S.K. Fu1, F. Lloyd1, C. Forrest2, I. Lawrance1, B. Klopcic1

1University of Western Australia, Centre for Inflammatory Bowel Diseases, Medicine and Pharmacology, Perth, Australia; 2University of Western Australia, School of Pathology and Laboratory Medicine, Perth, Australia



Background: Colorectal cancer (CRC) is common, but human sporadic and colitis-associated CRC (CAC) have different pathogeneses. The aim of this study was to identify differences in gene expression levels and inflammatory cell infiltration of tumours from mice models of sporadic and CAC.

Methods: Mice used in this study are on a FVB background. Sporadic CRC tumourigenesis was mimicked by giving 6 weekly intraperitoneal (IP) injections of azoxymethane (AOM). CAC was modelled by a single AOM IP injection prior to two cycles of 7 days of dextran sodium sulphate (DSS) in the drinking water followed by 14 days of plain water. Tumours of similar size were harvested from both models at weeks 13 (AOM-alone) and 8 (AOM/DSS) respectively and processed for further analysis. Histological and immunofluorescent (IF) assessment of CD4, CD8a, F4/80, and Ly6G was performed on tumours. Whole-genome microarray (Illumina BeadChip, MouseRef 8 v2) was used to compare gene expression in tumours from both models. Gene ontology analysis was performed using the Database for Annotation, Visualisation and Integrated Discovery.

Results: The majority of tumours were polypoid and all were dysplastic.

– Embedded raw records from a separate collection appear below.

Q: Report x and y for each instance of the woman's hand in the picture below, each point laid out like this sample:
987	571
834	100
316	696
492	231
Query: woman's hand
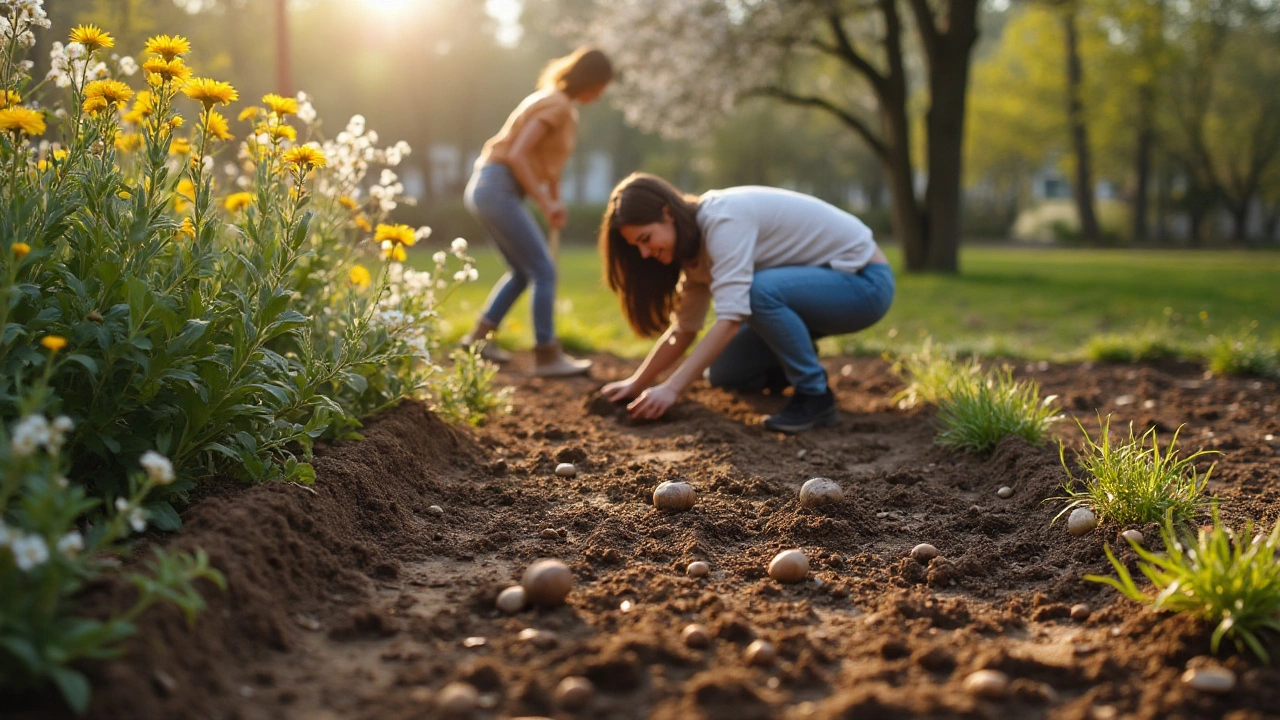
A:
621	390
653	402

Unlike AOM/DSS, the AOM-alone protocol induced high-grade dysplasic polyps (21% [4/19] vs 0% [0/9]) and 2 flat lesions, one with invading CRC. Microarray analysis identified that 665 genes were differentially expressed between the tumours (p < 0.05), and 398 had increased expression levels in the AOM-alone tumours and included genes associated with cytokine activity, cell division, and the regulation of apoptosis. 267 genes were reduced and were associated with immune response, the lysosome and positive regulation of the immune system. IF assessment of the inflammatory cell infiltrates showed the presence of CD4-positive, CD8a-positive, F4/80-positive and Ly6G-positive cells in all tumours without any significant differences in the cell numbers between the models.

Conclusions: AOM and AOM/DSS tumours are histologically different with marked gene-expression differences suggesting a different pathogenesis. All AOM-alone tumours displayed inflammatory cell infiltration suggesting a crucial role for the immune cells in the progression of tumours in both models once tumourigenesis is initiated. Further work is required to confirm histological differences between AOM and AOM/DSS tumours.